This page is currently under construction; more commemorative materials will be added soon!
(Wednesday, April 25, 2007)
Memories of Herbert Norman
We only met the diplomat/historian Herbert Norman once, when he was the Canadian representative in Tokyo. But Cyril’s association with the Norman family goes back to boyhood days when they were our nearest Canadian neighbours. The Powles family lived in Takada (the present Jōetsu-shi) while the Normans were in Nagano, two hours by train away. They belonged to the United Church and we were Anglicans but our national interests were the same. When Marjorie and I went to Japan following the Pacific War we were able to renew that friendship with Howard Norman, Herbert’s older brother, and his wife Gwen, and it was they who took us to meet Herbert.
So any mention of the name Herbert Norman brings back many memories. On April 4, 1957, Howard and Gwen, who had been visiting in Tokyo, had arranged to stop over and visit us in Nagoya on their way back to Nishinomiya. That morning on the 8 o’clock NHK news we heard of Herbert’s suicide. Shortly after we received a telegram from Howard with the brief message, “Chokusetsu kaeru” (returning direct). It was a poignant experience that we have never forgotten, and it has led to a lifelong concern with the life, career and work of Herbert Norman.
Marjorie and Cyril Powles
24 March 2007
Questions to Remember
How do we remember? How do we remember someone? How do we remember who we are? How do we remember someone else? How do we remember someone we never knew? How do we remember someone who was a foreigner at birth and became a master of cross-cultural communication? How do we remember someone who was a great writer and teacher? How do we remember someone who has served his country well as a diplomat? How do we remember someone who helped resolve a major international crisis? How do we remember who helped a friend win the Nobel Peace Prize? How do we remember someone repeatedly accused of guilt by association? How do we remember someone who finally took his own life in a distant place? How do we remember someone who is remembered far better in another land than at home? How do we remember someone whose grave is in another country? How do we remember someone who has all but disappeared from the story of our nation? How do we remember someone who has been actively written out of history? How do we remember history? How do we remember Egerton Herbert Norman? How should we remember Herbert Norman? Why should we remember Herbert Norman and others like him? Why should we remember?
Dr.

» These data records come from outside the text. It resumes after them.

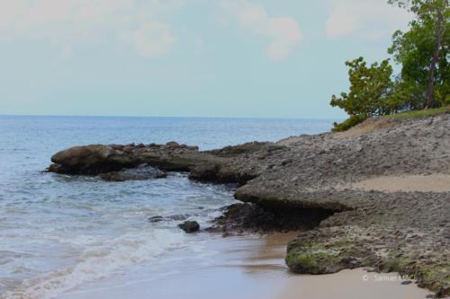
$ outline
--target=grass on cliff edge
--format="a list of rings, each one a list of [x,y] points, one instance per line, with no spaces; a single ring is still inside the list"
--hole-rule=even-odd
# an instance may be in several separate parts
[[[450,106],[435,109],[424,109],[422,110],[407,111],[392,115],[385,115],[383,116],[383,118],[391,119],[419,119],[442,113],[450,113]]]

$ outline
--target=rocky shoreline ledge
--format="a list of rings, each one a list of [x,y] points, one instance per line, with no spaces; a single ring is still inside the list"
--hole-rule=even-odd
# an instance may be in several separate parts
[[[302,224],[304,232],[288,245],[292,271],[366,267],[450,295],[450,114],[372,119],[344,133],[214,151],[176,142],[76,146],[51,161],[51,172],[116,181],[187,171],[192,180],[237,183],[236,198],[256,207],[229,207],[218,225]]]

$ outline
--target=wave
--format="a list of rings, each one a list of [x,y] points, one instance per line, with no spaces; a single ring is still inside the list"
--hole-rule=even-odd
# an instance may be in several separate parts
[[[50,299],[86,283],[112,277],[133,265],[155,260],[184,244],[184,234],[169,230],[135,231],[90,247],[76,265],[23,281],[4,299]]]

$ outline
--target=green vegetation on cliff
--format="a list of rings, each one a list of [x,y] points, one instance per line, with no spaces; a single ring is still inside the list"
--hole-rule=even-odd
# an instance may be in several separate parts
[[[450,104],[450,8],[448,0],[389,0],[415,14],[407,31],[397,31],[388,53],[400,66],[392,75],[390,60],[370,66],[363,57],[346,62],[349,92],[332,96],[331,106],[350,116],[335,123],[343,131],[373,116]],[[427,113],[427,112],[424,112]]]

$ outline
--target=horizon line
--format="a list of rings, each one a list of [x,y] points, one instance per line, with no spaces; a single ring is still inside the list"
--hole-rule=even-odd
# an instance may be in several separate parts
[[[81,115],[81,114],[0,114],[0,117],[62,117],[62,118],[155,118],[155,119],[303,119],[303,120],[339,120],[344,118],[309,117],[232,117],[232,116],[155,116],[155,115]]]

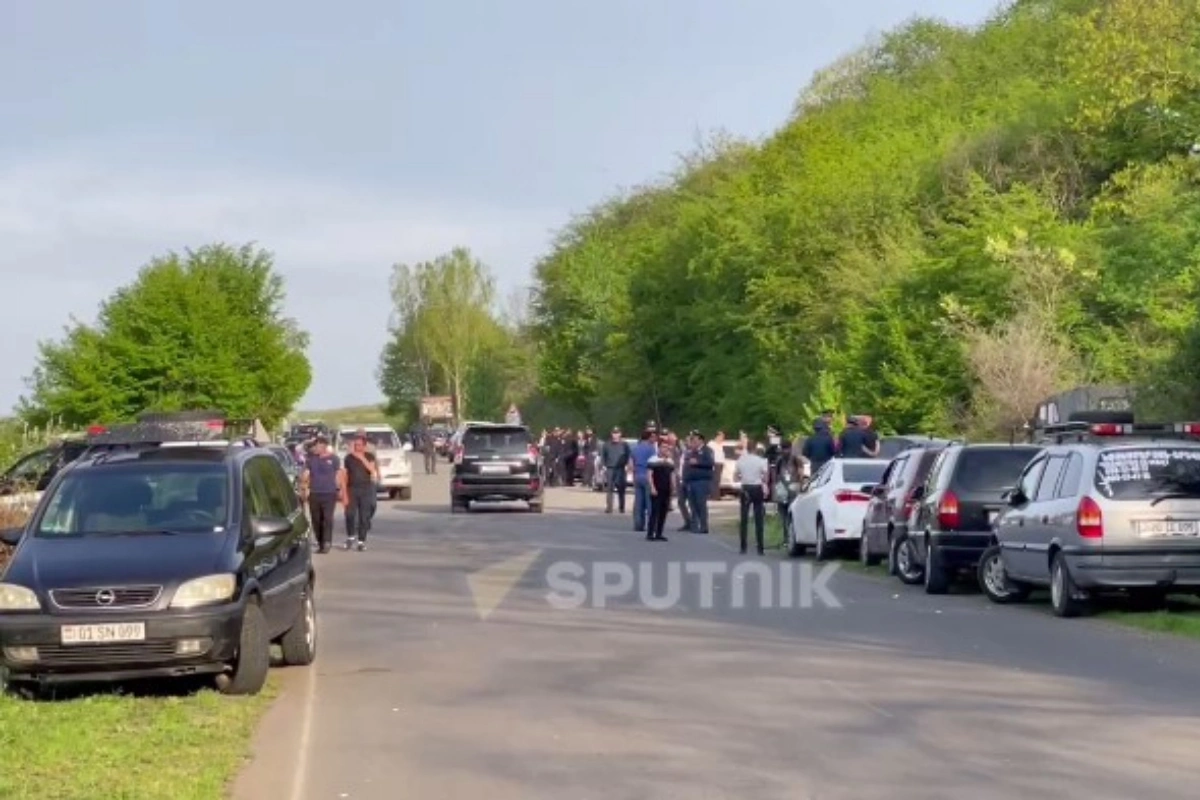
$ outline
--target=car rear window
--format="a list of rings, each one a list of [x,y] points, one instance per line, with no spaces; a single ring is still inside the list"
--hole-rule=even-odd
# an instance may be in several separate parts
[[[1037,447],[964,449],[954,485],[964,492],[1003,492],[1016,485],[1021,470],[1038,452]]]
[[[530,444],[533,444],[533,437],[528,428],[502,426],[467,428],[462,434],[462,449],[467,452],[528,450]]]
[[[1096,488],[1110,500],[1200,498],[1200,447],[1105,450],[1096,462]]]
[[[229,507],[229,479],[216,462],[110,464],[72,470],[54,491],[37,536],[212,533]]]
[[[887,468],[886,461],[871,464],[842,464],[841,480],[846,483],[878,483]]]

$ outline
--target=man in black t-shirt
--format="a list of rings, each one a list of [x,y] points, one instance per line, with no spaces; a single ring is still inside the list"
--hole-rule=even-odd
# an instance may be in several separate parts
[[[379,468],[374,453],[367,451],[365,434],[354,437],[342,469],[346,471],[346,497],[342,499],[346,507],[346,549],[358,548],[361,552],[367,547],[379,485]]]

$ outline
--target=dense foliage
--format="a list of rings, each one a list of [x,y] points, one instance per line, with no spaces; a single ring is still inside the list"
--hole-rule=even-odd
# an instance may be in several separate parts
[[[1200,397],[1200,0],[917,20],[570,224],[539,385],[600,423],[998,432],[1046,392]],[[1200,150],[1200,149],[1198,149]]]
[[[283,282],[253,247],[169,254],[41,344],[22,416],[83,427],[148,410],[221,409],[269,425],[312,379],[307,337],[284,318]]]

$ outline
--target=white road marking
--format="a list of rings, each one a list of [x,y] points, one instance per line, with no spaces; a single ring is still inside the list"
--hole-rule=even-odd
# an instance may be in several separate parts
[[[300,742],[296,747],[299,758],[292,777],[289,800],[304,800],[308,789],[308,756],[312,750],[312,721],[317,706],[317,664],[308,666],[307,680],[304,687],[304,717],[300,721]]]

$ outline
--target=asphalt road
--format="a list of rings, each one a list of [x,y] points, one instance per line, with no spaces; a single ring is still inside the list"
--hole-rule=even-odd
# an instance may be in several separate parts
[[[662,596],[671,563],[758,560],[715,535],[646,542],[582,489],[544,515],[451,516],[446,480],[382,506],[366,553],[322,557],[318,662],[278,673],[236,796],[1200,794],[1190,642],[845,570],[827,583],[840,607],[736,607],[754,575],[715,577],[710,603],[691,577],[667,608],[636,589],[596,607],[593,577],[620,565],[647,564]],[[583,583],[552,587],[571,563]],[[576,585],[582,607],[547,600]]]

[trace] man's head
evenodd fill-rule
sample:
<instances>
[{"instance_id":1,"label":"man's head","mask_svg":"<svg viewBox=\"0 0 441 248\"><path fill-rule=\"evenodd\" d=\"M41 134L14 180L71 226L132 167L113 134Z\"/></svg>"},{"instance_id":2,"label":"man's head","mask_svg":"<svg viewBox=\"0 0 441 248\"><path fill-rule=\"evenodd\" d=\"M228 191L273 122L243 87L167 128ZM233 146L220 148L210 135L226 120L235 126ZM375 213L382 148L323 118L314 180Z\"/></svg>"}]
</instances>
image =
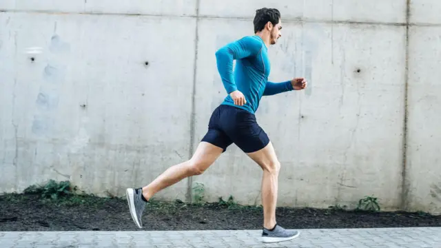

Lawrence T. Woods
Professor of Political Science and International Relations
American University of Sharjah;
Editor of the 60th Anniversary Edition of Herbert Norman’s classic text,
Japan’s Emergence as a Modern State (UBC Press, 2000).
2 April 2007
Sharjah, United Arab Emirates
• John Price
(Department of History, University of Victoria)
When I was in university in the 1970's, I read Charles Taylor's book Six Lives, and the chapter about Herbert Norman stunned me. Why was his story (less that twenty years after his death) so obscure? Why did we not know about his extraordinary life, his contributions to Canadian diplomacy, his important impact on post-modern Japan?
Twenty years after that, as a documentary producer at the National Film Board of Canada, I had the chance to put forward ideas for films, and Norman's story came back to me. I'm very proud to have worked with writer/director John Kramer and a talented cast and crew to make THE MAN WHO MIGHT HAVE BEEN, and I do hope that it helps to illuminate his wonderful, strange and tragic life.
Producer, National Film Board (NFB)
All North Americans should applaud the renewed focus on E. H. Norman's life and death. I certainly commend my colleagues at U Vic for remembering the anniversary of Norman's death fifty years ago and for making certain that we do not forget Norman, his good work as scholar and diplomat, and the lingering mystery surrounding his death. Norman's tragic death reminds us that fear can be pathological. For the past twenty five years I have been frustrated by the CIA's refusal to release some sixty-odd secret documents presumably dealing with the US Government's role in Norman's tragic passing. Why, we all should ask, is the CIA fearful of revealing the full truth of American political machinations fifty years ago?